Writing UTF-8 Files Without BOM in PowerShell: Methods and Implementation

Nov 19, 2025 · Programming · 14 views · 7.8

Keywords: PowerShell | UTF-8 Encoding | Byte Order Mark | File Processing | .NET Framework

Abstract: This technical paper comprehensively examines methods for writing UTF-8 encoded files without Byte Order Mark (BOM) in PowerShell. By analyzing the encoding limitations of the Out-File command, it focuses on the core technique of using .NET Framework's UTF8Encoding class and WriteAllLines method for BOM-free writing. The paper compares multiple alternative approaches, including the New-Item command and custom Out-FileUtf8NoBom function, and discusses encoding differences between PowerShell versions (Windows PowerShell vs. PowerShell Core). Complete code examples and performance optimization recommendations are provided to help developers choose the most suitable implementation based on specific requirements.

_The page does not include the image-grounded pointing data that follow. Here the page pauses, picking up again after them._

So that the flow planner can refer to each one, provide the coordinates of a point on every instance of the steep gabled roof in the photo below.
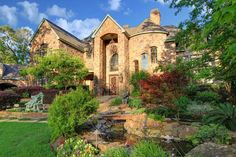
(63, 35)
(146, 26)
(103, 21)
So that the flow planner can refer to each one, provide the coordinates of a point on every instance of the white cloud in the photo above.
(8, 15)
(31, 11)
(55, 10)
(80, 28)
(127, 11)
(114, 4)
(159, 1)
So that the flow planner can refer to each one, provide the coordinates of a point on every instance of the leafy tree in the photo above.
(61, 69)
(70, 111)
(14, 45)
(210, 31)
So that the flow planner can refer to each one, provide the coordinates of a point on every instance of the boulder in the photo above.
(212, 150)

PowerShell Encoding Fundamentals

In file encoding processing, the Byte Order Mark (BOM) is a crucial concept. BOM is a special character sequence at the beginning of a text file that identifies the file's byte order and encoding format. For UTF-8 encoding, the BOM consists of three bytes EF BB BF. While BOM can help identify file encoding in certain scenarios, BOM-less UTF-8 files are more universal and compatible in many modern applications and cross-platform environments.

Encoding Limitations of Out-File Command

PowerShell's Out-File command is a commonly used file output tool, but it has specific limitations in encoding handling. When using the -Encoding "UTF8" parameter, Out-File forcibly adds a BOM marker at the beginning of the file. This behavior is particularly evident in Windows PowerShell and may cause compatibility issues with other systems or applications.

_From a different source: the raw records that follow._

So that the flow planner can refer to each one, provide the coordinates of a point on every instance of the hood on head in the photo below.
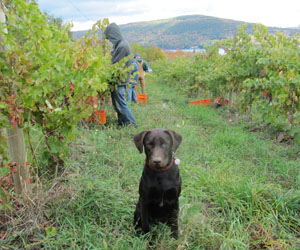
(113, 33)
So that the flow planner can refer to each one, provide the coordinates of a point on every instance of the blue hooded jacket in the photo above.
(121, 47)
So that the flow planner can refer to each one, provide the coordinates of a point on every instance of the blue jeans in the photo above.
(125, 116)
(131, 95)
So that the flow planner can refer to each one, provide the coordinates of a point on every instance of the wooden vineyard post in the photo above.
(16, 144)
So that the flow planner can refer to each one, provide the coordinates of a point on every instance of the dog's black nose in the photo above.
(157, 161)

The following code example demonstrates the typical usage of Out-File and its BOM-related issues:

$MyFile = Get-Content $MyPath
$MyFile | Out-File -Encoding "UTF8" $MyPath

Core Solution: Using .NET Framework for BOM-Free Writing

To solve the BOM issue, the most direct and effective method is to bypass PowerShell's built-in commands and directly utilize the .NET Framework's encoding capabilities. The .NET System.Text.UTF8Encoding class provides fine-grained encoding control.

Key Features of UTF8Encoding Class

The UTF8Encoding class constructor accepts a boolean parameter that controls whether to include BOM in the encoded output. When this parameter is set to $False, the generated encoder will not add a BOM marker.

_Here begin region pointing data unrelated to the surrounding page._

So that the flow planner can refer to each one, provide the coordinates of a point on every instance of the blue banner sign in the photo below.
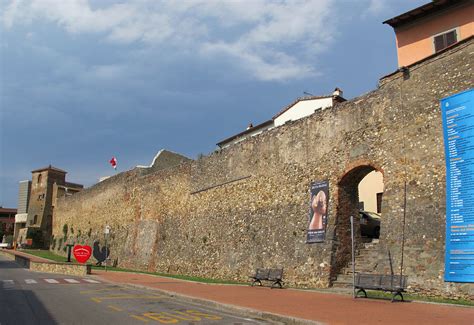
(458, 128)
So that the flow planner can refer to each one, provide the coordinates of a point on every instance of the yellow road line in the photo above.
(100, 290)
(143, 319)
(100, 299)
(115, 308)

The complete implementation code is as follows:

$MyRawString = Get-Content -Raw $MyPath
$Utf8NoBomEncoding = New-Object System.Text.UTF8Encoding $False
[System.IO.File]::WriteAllLines($MyPath, $MyRawString, $Utf8NoBomEncoding)

Code Analysis and Technical Details

The above solution involves three key steps:

  1. File Content Reading: Use Get-Content -Raw command to read file content as a single string, preserving original formatting and line breaks.
  2. Encoder Creation: Create a BOM-free UTF-8 encoder instance via New-Object System.Text.UTF8Encoding $False.
  3. File Writing: Call the [System.IO.File]::WriteAllLines static method to write content to the file using the specified encoder.

The core advantage of this method lies in directly leveraging the .NET Framework's underlying encoding functionality, ensuring precise control over encoding behavior.

Simplified Implementation Approach

In practical applications, the code implementation can be further simplified. Starting from .NET Framework 4.5, the WriteAllLines method defaults to using BOM-free UTF-8 encoding when no encoder is specified.

The simplified version code is as follows:

[IO.File]::WriteAllLines($filename, $content)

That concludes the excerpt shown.